I am looking for a way to do a plus/minus operation in python 2 or 3. I do not know the command or operator, and I cannot find a command or operator to do this.
Am I missing something?
In Python, to print the plus or minus symbol, you can use the unicode for the plus or minus sign '\u00B1'.
Definition of plus/minus sign : the sign ± used to indicate a quantity (such as 2 in "the square root of 4 is ±2") taking on both an algebraically positive value and its negative and to indicate a plus or minus quantity (such as 4 in "the population age was 30 ± 4 years") — called also plus/minus symbol.
The == operator compares the value or equality of two objects, whereas the Python is operator checks whether two variables point to the same object in memory. In the vast majority of cases, this means you should use the equality operators == and != , except when you're comparing to None .

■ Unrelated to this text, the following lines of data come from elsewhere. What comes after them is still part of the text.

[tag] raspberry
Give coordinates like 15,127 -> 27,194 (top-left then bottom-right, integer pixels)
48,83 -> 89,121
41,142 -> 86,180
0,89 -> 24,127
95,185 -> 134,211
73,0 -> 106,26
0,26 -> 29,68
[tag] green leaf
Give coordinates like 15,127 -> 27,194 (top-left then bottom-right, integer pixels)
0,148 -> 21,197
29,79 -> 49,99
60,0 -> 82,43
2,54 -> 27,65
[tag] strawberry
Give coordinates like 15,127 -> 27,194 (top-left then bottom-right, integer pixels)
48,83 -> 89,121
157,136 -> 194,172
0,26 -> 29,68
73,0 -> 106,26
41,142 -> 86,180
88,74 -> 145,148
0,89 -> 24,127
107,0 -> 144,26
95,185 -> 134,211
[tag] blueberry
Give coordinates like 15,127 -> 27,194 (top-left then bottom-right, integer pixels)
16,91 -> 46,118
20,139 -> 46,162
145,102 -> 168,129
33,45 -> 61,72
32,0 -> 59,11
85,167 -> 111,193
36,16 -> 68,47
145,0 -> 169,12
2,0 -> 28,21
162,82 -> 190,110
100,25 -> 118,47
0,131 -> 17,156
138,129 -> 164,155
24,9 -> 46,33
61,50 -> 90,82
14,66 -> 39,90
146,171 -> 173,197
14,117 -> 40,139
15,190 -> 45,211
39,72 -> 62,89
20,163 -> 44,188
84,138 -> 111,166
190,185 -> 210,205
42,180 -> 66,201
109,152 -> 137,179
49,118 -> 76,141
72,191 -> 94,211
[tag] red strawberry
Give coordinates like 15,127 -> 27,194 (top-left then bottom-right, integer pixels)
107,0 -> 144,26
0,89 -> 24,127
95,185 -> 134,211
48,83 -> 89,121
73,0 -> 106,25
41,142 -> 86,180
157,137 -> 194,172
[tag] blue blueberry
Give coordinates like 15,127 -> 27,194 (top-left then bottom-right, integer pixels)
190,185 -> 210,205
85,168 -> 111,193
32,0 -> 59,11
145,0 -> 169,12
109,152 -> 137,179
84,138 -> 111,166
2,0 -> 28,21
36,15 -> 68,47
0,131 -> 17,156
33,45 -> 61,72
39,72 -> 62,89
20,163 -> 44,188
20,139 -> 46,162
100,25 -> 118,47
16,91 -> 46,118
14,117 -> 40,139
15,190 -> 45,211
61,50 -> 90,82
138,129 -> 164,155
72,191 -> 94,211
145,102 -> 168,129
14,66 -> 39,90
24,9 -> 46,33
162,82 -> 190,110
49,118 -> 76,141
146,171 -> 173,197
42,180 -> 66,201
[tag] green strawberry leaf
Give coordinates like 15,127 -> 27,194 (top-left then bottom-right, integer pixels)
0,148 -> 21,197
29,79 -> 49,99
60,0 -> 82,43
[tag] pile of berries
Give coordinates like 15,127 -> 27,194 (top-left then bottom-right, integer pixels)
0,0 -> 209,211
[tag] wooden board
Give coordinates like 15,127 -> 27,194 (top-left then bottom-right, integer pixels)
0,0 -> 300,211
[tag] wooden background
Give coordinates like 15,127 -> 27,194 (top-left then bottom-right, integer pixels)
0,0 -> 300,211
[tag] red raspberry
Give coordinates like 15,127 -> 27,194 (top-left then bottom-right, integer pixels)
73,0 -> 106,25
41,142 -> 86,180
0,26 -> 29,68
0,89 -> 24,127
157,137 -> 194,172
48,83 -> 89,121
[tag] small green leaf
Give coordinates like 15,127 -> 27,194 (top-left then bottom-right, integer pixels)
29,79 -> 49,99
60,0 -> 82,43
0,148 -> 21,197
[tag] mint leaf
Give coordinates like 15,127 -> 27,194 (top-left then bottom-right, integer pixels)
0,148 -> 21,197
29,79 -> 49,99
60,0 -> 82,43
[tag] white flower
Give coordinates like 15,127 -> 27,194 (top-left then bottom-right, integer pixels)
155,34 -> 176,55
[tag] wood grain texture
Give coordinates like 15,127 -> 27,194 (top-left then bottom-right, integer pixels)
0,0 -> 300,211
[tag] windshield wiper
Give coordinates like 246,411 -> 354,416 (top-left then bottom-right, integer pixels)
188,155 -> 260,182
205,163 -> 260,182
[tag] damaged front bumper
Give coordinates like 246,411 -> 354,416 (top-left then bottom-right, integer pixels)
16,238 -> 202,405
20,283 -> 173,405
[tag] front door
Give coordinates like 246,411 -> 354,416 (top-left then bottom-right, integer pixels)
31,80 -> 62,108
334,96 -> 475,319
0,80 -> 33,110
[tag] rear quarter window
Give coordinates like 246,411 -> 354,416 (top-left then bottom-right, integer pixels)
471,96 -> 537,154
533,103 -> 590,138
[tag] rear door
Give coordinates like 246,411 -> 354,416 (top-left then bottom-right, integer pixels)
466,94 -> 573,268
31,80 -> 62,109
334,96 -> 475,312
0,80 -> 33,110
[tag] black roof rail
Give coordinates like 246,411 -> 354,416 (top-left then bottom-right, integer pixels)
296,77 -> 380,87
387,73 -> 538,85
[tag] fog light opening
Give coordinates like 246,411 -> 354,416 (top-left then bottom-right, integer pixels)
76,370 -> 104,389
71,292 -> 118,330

Power (exponent) operator The operator that can be used to perform the exponent arithmetic in Python is ** . Given two real number operands, one on each side of the operator, it performs the exponential calculation ( 2**5 translates to 2*2*2*2*2 ).
If you are looking to print the ± symbol, just use:
print(u"\u00B1")
Another possibility: uncertainties is a module for doing calculations with error tolerances, ie
(2.1 +/- 0.05) + (0.6 +/- 0.05) # => (2.7 +/- 0.1)
which would be written as
from uncertainties import ufloat ufloat(2.1, 0.05) + ufloat(0.6, 0.05)
Edit: I was getting some odd results, and after a bit more playing with this I figured out why: the specified error is not a tolerance (hard additive limits as in engineering blueprints) but a standard-deviation value - which is why the above calculation results in
ufloat(2.7, 0.07071) # not 0.1 as I expected!